Export sales of crude oil would stimulate demand for domestic production, thus increasing the economic contributions accruing to the United States from the energy renaissance.
  • Crude oil exports would strengthen the U.S. standing in the world – U.S. crude oil would find a ready market among purchasers seeking reliable supplies and enable our overseas allies to diversify their energy supplies, thereby strengthening U.S. commercial and geopolitical influence. 
  • Advanced technology and innovation are key drivers – The U.S. energy renaissance is a result of leading-edge technology that was originated, tested and perfected here at home, largely by the independent E&P companies. And the technology and expertise we have developed here for hydraulic fracturing and horizontal drilling are now being used worldwide.
  • Not all oil is the same – The light oil we are producing today from unconventional resources is very different from other types of oil. It is lighter in gravity, contains a different mix of hydrocarbon compounds and yields a different mix of products. Thus, it requires different refining processes and equipment than many of our U.S. refineries are currently equipped to handle. Because of this, the U.S. needs to export light oil and continue importing heavier oil that those refineries are built to process.
    Mismatch between oil being produced
  • Rising U.S. crude oil production exceeds our domestic refining capacity – The rapid growth of U.S. crude oil production, particularly light oil from unconventional resources, has overwhelmed the current refining capacity for this crude type. In order to process it, many refineries either need to run inefficiently and require a steep price discount to do so or they need to make significant investments in new equipment. Neither of these options is feasible. In the absence of a market, U.S. light crude will be trapped, will decline in value and the economic merits for investment will also diminish.

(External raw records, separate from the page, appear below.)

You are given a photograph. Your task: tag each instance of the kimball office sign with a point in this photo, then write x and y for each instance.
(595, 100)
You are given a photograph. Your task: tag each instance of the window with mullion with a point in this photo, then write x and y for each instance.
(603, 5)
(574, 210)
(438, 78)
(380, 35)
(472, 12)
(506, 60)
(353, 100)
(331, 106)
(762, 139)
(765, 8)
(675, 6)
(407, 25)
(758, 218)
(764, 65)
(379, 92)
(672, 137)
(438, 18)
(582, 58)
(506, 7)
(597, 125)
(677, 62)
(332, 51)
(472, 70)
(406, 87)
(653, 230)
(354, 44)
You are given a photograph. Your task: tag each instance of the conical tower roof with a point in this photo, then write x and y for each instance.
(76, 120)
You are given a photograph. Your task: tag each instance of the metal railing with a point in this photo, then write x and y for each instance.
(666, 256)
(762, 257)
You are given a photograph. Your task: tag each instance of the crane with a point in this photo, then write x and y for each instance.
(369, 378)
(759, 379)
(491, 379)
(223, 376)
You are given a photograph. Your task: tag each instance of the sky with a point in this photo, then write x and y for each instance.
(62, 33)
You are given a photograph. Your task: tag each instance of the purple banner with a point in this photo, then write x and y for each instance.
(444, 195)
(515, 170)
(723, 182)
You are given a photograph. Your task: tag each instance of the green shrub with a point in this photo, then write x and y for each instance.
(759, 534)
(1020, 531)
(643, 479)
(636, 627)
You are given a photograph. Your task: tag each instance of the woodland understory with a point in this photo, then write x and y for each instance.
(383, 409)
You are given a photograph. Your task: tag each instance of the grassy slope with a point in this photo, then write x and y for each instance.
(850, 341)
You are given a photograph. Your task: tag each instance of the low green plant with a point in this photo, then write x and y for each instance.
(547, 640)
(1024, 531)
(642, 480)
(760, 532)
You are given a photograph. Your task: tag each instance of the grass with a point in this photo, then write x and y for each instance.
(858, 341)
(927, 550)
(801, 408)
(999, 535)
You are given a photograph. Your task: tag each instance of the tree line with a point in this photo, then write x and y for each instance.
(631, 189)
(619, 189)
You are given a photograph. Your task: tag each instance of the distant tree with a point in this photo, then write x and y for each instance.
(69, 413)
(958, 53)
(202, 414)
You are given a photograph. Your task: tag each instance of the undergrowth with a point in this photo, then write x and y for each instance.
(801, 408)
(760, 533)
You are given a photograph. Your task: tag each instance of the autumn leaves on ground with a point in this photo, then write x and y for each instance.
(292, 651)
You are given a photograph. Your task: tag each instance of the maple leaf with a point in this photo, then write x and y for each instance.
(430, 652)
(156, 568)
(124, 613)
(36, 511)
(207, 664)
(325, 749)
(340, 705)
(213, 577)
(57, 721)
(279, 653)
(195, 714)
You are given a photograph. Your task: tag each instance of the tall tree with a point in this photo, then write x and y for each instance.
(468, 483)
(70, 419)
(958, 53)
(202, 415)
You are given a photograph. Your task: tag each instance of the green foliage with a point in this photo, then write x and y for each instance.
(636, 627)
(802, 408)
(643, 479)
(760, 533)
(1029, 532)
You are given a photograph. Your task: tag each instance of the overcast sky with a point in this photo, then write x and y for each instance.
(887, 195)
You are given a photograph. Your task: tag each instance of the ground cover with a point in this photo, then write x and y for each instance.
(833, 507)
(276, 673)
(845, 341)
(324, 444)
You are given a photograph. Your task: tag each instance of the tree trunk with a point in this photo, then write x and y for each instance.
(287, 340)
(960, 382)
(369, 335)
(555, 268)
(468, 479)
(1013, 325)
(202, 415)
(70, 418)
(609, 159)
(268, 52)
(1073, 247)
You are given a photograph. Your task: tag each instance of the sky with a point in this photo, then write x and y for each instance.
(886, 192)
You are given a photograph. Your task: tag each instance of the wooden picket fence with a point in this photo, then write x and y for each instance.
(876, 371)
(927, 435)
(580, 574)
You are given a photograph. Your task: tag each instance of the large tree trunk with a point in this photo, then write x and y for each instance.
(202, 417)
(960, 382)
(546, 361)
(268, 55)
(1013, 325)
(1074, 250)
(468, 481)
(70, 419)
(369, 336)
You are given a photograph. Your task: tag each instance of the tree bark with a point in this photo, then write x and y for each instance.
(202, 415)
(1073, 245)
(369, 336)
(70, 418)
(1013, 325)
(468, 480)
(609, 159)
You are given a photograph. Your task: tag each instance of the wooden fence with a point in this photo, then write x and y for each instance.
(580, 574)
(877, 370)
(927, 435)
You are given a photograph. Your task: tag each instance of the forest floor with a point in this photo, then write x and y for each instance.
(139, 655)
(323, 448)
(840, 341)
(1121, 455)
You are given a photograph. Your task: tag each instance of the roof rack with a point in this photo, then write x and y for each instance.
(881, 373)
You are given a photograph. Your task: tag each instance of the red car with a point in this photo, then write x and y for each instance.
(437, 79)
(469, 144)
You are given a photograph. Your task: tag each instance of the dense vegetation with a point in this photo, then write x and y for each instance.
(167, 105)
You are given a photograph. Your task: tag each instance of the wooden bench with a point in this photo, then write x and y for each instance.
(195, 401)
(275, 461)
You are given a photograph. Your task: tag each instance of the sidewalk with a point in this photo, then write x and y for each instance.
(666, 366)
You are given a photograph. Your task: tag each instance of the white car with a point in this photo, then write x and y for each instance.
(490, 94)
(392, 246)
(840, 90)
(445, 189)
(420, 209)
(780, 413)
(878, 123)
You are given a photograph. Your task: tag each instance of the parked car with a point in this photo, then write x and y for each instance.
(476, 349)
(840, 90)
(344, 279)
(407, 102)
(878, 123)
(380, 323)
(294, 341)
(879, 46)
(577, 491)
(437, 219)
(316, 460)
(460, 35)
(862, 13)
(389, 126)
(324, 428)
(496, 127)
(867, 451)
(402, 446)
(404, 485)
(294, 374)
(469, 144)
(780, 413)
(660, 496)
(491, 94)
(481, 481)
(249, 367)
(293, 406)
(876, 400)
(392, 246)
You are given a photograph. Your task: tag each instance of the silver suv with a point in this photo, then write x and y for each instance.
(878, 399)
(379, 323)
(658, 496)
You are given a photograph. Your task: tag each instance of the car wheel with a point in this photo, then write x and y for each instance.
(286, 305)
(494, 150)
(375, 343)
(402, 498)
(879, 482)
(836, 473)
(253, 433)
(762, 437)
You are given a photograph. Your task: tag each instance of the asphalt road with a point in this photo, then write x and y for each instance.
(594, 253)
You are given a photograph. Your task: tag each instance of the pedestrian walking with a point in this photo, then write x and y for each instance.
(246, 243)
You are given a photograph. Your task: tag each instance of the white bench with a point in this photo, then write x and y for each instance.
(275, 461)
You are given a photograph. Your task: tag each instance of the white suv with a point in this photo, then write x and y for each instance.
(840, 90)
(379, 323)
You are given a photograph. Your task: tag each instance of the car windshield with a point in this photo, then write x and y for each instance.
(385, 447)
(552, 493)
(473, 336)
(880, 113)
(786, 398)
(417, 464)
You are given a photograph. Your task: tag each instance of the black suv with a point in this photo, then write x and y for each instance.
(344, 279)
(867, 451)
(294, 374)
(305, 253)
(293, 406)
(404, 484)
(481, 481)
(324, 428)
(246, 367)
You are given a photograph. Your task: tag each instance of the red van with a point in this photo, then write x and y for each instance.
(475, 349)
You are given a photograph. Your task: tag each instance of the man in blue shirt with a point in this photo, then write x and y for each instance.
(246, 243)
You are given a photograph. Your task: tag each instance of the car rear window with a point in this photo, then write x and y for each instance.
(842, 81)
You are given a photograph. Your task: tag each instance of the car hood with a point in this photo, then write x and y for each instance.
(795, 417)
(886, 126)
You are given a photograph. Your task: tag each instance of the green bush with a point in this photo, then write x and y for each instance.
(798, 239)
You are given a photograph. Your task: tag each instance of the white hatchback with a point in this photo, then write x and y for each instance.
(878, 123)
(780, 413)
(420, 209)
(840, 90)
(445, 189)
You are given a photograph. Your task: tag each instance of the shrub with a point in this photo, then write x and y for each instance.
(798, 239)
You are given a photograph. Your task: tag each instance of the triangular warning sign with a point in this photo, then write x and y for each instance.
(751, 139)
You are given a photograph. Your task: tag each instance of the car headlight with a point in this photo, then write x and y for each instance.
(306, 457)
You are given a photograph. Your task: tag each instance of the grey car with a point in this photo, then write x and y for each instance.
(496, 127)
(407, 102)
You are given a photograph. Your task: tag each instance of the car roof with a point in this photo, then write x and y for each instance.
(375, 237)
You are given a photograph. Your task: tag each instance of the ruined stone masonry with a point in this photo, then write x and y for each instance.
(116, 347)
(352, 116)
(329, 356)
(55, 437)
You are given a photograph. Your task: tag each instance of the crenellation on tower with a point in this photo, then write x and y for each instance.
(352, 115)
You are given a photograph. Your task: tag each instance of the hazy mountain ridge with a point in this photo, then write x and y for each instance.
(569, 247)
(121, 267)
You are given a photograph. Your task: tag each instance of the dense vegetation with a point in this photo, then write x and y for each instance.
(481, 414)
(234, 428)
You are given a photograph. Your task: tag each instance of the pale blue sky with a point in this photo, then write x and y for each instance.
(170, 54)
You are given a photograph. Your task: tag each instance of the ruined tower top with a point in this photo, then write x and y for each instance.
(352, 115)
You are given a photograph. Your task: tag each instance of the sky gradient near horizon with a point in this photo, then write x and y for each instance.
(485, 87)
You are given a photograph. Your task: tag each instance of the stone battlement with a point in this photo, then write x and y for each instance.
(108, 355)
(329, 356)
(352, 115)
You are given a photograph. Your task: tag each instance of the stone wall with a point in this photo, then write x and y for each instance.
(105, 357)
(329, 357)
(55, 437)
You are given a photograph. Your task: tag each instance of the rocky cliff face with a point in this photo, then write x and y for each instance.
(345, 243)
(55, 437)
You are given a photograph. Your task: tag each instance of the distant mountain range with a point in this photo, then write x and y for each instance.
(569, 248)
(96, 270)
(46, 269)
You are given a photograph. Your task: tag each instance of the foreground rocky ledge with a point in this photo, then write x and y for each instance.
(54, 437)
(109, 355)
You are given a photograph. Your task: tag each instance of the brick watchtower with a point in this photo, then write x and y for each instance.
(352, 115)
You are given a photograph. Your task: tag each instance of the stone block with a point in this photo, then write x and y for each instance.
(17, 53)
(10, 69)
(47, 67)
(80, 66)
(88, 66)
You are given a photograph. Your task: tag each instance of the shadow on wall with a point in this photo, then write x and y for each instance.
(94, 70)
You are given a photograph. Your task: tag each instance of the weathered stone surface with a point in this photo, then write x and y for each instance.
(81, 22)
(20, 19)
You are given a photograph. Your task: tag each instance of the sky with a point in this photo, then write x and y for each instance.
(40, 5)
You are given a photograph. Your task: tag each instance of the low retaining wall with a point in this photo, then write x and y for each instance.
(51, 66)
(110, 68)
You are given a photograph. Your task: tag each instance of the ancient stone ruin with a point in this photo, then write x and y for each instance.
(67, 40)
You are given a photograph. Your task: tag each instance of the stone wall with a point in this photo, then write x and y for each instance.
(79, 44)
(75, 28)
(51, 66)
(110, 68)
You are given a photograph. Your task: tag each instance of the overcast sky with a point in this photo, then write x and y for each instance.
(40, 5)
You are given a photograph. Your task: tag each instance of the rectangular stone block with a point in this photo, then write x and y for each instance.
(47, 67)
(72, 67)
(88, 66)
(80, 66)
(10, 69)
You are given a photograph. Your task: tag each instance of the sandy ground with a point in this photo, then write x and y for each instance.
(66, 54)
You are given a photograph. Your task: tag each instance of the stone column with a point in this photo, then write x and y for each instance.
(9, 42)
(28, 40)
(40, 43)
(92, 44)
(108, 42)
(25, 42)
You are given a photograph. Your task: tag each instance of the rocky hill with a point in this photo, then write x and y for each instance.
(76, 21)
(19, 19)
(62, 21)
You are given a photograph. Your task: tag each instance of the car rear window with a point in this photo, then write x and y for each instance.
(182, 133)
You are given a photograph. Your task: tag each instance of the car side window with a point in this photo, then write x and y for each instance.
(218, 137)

  • The crude oil export ban, is discounting the value of an American product.
    American crude oil sells for less than global crude oil – The crude oil export ban, combined with the previously described mismatch of light oil with the needs of refineries, is discounting the value of an American product. American oil currently sells for $5 to $10 per barrel less than global oil. Every dollar subtracted from the price of American crude oil compared to the global price is a dollar that isn't reinvested in our country. More importantly, this discount is a particular threat in today's low-price environment. At current global prices of $50 per barrel, a $3 change can have the same impact as a $10 change in a $100 per barrel price. A wide discount between U.S. light crude prices and global crude prices has a disproportionately negative impact on U.S. producers. We are already seeing this in the market today. Projects are not economic, producers are cutting back dramatically on spending, and we are experiencing a significant negative impact on jobs, as well as local and state economies.
  • Removing the crude oil export ban would resolve the refining bottleneck
    Removing the crude oil export ban would resolve the refining bottleneck – The easiest, most efficient and immediate solution to the refining challenge would be to allow producers to sell their crude oil into the export market, as can currently be done with other energy commodities such as refined petroleum products, natural gas and natural gas condensates.
  • Alaskan North Slope (ANS) oil represents the appropriate approach to crude oil export policy – In assessing the need for U.S. crude oil exports, policymakers need only look to the example of oil produced on Alaska's North Slope. Typically sent to market on the West Coast, ANS was exempted from the export ban in 1996, allowing exports to Asia. The Government Accountability Office found no resulting increases in gasoline prices for West Coast consumers.
  • In lifting the ban, the federal government would still retain the discretion to reverse policy at any time. This point needs no further explanation.